Ma mère est venue souper à la maison avec mon père le soir de la St-Jean. Elle a 81 ans. Nous avons parlé du déclin de la presse écrite. Comme bien des indépendantistes, elle lit la Presse. Que voulez-vous, elle aime Foglia ! Moi, je préfère le Devoir.
Elle m’a donc parlé de la Presse et de ses éditorialistes. Elles les trouvent innocents. « Je ne peux pas comprendre que des gens comme Dubuc et Pratte s’acharnent à dire et répéter inlassablement que la langue française n’est pas menacée au Québec et à Montréal. Ils écrivent en français, c’est leur fond de commerce personnel. Pourquoi ne font-ils pas la promotion de notre langue ? La disparition d’un seul quotidien français à Montréal serait une véritable hécatombe pour les journalistes qui écrivent en français.

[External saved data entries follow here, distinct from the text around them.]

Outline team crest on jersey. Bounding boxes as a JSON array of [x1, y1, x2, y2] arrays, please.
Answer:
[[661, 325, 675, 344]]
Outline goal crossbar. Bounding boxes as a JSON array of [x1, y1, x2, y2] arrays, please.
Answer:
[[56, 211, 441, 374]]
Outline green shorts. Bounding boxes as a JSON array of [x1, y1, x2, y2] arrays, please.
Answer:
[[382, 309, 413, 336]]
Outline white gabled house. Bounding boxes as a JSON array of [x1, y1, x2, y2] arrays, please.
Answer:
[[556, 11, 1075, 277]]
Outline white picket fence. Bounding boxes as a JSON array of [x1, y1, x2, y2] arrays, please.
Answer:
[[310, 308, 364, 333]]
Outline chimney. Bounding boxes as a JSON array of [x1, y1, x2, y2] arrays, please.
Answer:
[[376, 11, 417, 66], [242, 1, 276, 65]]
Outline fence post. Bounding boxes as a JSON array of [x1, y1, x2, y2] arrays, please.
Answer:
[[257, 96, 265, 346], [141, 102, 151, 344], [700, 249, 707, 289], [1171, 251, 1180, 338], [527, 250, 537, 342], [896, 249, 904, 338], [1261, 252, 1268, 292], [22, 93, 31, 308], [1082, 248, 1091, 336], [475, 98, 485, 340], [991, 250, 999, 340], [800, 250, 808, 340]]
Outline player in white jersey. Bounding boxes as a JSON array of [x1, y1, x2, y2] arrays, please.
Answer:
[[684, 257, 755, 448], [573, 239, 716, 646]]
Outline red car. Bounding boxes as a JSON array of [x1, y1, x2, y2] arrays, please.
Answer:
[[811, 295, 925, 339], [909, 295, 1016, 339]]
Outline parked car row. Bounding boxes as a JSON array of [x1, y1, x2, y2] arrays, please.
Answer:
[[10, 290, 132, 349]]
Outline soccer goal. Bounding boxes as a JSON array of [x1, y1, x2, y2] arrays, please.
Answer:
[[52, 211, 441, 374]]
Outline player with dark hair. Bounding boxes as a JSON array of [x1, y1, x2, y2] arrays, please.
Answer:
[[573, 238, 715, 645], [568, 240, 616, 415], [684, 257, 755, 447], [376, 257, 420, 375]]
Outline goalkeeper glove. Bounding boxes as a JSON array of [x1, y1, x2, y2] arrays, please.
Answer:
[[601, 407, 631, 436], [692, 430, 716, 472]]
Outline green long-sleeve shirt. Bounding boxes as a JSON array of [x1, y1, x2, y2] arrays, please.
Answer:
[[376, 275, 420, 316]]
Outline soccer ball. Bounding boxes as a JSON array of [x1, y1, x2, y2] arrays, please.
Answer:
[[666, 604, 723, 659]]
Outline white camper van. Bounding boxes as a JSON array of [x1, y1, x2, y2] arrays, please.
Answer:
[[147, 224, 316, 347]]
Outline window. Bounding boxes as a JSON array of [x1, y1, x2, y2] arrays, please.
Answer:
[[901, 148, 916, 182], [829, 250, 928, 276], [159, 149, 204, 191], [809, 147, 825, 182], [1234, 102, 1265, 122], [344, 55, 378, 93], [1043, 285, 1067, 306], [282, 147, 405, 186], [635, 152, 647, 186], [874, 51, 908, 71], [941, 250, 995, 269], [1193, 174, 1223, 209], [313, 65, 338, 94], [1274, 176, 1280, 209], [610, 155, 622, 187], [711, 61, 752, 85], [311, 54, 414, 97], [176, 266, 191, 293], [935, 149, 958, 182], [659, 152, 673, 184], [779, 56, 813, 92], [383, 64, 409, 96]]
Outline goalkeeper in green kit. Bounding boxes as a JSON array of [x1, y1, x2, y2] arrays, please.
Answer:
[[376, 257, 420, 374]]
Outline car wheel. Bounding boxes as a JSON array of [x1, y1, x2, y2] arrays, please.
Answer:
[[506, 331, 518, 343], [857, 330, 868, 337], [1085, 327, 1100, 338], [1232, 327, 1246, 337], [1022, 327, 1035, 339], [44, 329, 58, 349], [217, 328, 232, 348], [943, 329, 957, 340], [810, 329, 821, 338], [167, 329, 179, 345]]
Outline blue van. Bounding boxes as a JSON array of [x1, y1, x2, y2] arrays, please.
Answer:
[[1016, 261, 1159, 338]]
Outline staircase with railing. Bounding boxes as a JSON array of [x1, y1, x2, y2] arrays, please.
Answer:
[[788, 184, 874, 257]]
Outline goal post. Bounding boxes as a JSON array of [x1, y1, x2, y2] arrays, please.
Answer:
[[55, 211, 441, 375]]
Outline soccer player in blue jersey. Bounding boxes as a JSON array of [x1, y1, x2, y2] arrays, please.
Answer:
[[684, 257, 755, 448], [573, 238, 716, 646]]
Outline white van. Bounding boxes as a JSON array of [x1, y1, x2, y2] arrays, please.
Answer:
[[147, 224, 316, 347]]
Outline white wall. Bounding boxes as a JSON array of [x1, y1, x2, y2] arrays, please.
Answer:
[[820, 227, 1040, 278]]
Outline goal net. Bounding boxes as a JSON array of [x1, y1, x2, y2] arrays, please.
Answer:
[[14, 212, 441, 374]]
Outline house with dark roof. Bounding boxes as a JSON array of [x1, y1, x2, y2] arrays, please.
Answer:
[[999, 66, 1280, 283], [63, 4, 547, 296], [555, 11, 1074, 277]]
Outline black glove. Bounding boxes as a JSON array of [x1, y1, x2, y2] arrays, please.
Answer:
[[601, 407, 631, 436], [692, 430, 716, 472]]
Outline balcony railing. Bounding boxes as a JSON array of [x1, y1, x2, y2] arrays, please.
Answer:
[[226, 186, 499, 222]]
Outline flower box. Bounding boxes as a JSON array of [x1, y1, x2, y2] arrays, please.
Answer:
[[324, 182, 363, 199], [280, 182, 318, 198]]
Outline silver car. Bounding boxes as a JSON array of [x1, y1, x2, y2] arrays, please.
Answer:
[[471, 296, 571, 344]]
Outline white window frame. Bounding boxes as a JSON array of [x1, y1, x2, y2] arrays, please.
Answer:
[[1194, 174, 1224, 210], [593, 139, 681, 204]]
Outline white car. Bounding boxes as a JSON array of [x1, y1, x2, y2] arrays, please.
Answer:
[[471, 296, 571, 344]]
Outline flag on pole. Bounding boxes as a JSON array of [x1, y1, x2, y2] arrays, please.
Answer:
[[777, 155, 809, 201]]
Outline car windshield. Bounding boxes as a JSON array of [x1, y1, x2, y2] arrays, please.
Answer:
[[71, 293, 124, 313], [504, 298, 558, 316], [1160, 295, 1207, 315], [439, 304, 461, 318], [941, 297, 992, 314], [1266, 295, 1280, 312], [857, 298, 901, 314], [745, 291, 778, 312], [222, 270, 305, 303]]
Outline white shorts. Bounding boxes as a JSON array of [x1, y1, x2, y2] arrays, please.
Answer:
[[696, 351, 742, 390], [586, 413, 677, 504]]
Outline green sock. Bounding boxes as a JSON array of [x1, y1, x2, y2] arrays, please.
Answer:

Je peux comprendre que des gens comme les Desmarais s’en moquent, tout ce qu’ils veulent c’est faire de l’argent, en anglais ou en français, mais les journalistes de la Presse, c’est différent, ils gagnent leur vie dans cette langue. Il faut vraiment être imbéciles pour se tirer dans le pied comme ils le font. »
Alors que j’écoutais ma mère, je me suis dit que ça ferait un méchant bon sujet pour une chronique. En ouvrant le Devoir de ce matin, j’ai vu que les journalistes de mon journal étaient beaucoup moins innocents que ceux de la Presse, « Fin des journaux, fin des nations ? » titrait le Devoir en première page ce matin. Il faut dire que le Devoir est un journal qui privilégie le contenu, la réflexion et les débats, alors que selon les dires de ma mère, la Presse déclinerait à cause de l’effritement de son contenu. « Louis, il n’y a presque plus rien dans la Presse, ce journal-là est en train de mourir, comme si on voulait le tuer volontairement.»
Ma mère prédit que la Presse disparaîtra un jour ou l’autre parce que ce journal ne défend pas la langue française comme il le devrait, ses chroniqueurs et éditorialistes contribuant eux-mêmes à l’accélération de ce mouvement en répandant la pensée «gescaienne» qui est hostile au Québec français et à la langue française.
Pour elle, il ne fait plus aucun doute qu’une des premières victimes de la montée du bilinguisme au Québec sera La Presse, parce que ses lecteurs sont déjà perméables à l’idée du bilinguisme d’ouverture qu’on leur y vend chaque jour et dont on a ouvertement fait la promotion à l’occasion de l’imbroglio de « L’Autre St-Jean », incident qu’on a manifestement monté en épingle dans ce but précis.
Selon ma mère, un des objectifs à long terme de La Presse serait la programmation de sa propre disparition. « Tout est fait dans ce journal pour que le français meure un peu plus chaque jour au Québec, l’institutionnalisation du bilinguisme et la normalisation du Québec étant les véritables objectifs de ses propriétaires. » Elle est convaincue que plusieurs de ses lecteurs iront naturellement vers l’anglais, ce n’est qu’une question de temps.
Vous l’avez sans doute remarqué, ce n’est certainement pas parce que ma mère a 81 ans qu’elle manque de suite dans les idées. Dans son cas, on devrait plutôt parler de sagesse!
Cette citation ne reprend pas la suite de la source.